La paradoja es profundamente dolorosa: cuelga la bata para cuidar. Me recuerda a la frase que lancé el día que yo deje la política: “Dejo la política para hacer política”. Porque desprenderse, a veces, también es una forma de hacer.
Hemos llegado al momento de sentir que la vocación no basta y te va dando aldabonazos la conciencia. Y, claro, los políticos. Ah, los políticos. Los mismos que te prometen una sanidad y una justicia del siglo XXI con plantillas del siglo XX y presupuestos del siglo XIX. Esos que no pisan un centro de salud salvo que haya cámaras. Que te hablan de “planificación estratégica” mientras los turnos de tarde desaparecen como si fueran leyendas urbanas. Que inauguran hospitales sin médicos dentro, como quien construye aviones sin pilotos. Y eso cuando los inauguran. Porque, en el fondo, les da absolutamente igual. Porque todo suena precioso en power point y tristes en las salas de espera, donde no ha aparecido nunca ni un político y donde echan a los periodistas para que no se entere la gente de lo que pasa.
Asi se va colgando la bata, la toga y la esperanza. Y comienzan los primeros exodos dejando atrás un país que era una maravilla o unas islas que eran afortunadas. Donde no se puede emprender sino tienes un amiguete político que te subvencione, con ese crédito que ha conseguido la administración por tus esfuerzos contributivos y que ellos reparten según seas. Hay que seguir creyendo, como lo hacen los cristianos en esta Semana que es Santa. Yo también quiero creer. Pero me temo que, antes de que ese milagro ocurra, otros muchos habrán colgado no solo la bata, sino el alma. La esperanza, espero que no se cuelgue nunca.

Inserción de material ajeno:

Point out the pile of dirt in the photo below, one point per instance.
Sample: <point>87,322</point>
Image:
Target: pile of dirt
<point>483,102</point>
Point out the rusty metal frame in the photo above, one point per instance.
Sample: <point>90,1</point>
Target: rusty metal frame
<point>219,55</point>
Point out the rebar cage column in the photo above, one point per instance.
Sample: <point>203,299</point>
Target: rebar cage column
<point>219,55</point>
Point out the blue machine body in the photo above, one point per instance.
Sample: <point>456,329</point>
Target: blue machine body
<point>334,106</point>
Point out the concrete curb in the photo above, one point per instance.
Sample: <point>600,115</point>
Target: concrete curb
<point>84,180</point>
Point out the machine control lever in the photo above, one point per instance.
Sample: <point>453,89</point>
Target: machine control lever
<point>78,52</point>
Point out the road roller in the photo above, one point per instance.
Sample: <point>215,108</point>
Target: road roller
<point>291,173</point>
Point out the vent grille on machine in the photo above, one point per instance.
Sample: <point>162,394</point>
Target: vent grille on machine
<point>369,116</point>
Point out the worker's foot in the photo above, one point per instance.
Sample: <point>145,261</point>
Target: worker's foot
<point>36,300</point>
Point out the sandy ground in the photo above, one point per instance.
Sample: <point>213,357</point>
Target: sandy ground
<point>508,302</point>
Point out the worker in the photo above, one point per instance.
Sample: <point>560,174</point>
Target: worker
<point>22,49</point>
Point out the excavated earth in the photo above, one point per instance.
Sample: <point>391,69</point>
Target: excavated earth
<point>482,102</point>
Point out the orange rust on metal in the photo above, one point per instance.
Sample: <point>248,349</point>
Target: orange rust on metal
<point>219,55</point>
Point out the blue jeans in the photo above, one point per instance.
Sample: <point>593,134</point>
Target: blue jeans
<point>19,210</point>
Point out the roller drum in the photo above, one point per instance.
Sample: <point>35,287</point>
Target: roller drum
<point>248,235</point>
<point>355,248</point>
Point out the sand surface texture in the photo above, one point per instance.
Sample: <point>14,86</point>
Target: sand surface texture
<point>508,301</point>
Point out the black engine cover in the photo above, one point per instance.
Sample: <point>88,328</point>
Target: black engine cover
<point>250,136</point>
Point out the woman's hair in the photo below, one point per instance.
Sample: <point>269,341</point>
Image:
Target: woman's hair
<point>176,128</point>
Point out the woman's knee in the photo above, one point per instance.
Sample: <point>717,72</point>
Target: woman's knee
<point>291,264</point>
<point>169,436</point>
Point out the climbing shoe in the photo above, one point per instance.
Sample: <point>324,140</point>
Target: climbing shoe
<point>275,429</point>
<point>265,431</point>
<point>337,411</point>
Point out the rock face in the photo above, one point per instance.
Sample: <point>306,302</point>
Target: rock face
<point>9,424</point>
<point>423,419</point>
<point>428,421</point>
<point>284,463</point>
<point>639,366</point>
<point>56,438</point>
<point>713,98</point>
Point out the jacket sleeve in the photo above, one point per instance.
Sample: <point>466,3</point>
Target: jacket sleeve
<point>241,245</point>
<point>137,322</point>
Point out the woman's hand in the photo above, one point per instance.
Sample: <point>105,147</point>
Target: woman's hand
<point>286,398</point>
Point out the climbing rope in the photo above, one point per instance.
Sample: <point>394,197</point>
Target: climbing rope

Porque esto ya no va de sueldos ni de agendas imposibles. Va de sentido común. De un sistema sanitario – por mencionar alguno- que agoniza mientras se imprime propaganda a todo color. De profesionales agotados a los que se les exige heroísmo diario y silencio perpetuo. Y de pacientes, claro. Siempre los pacientes. Esperando. Siempre esperando.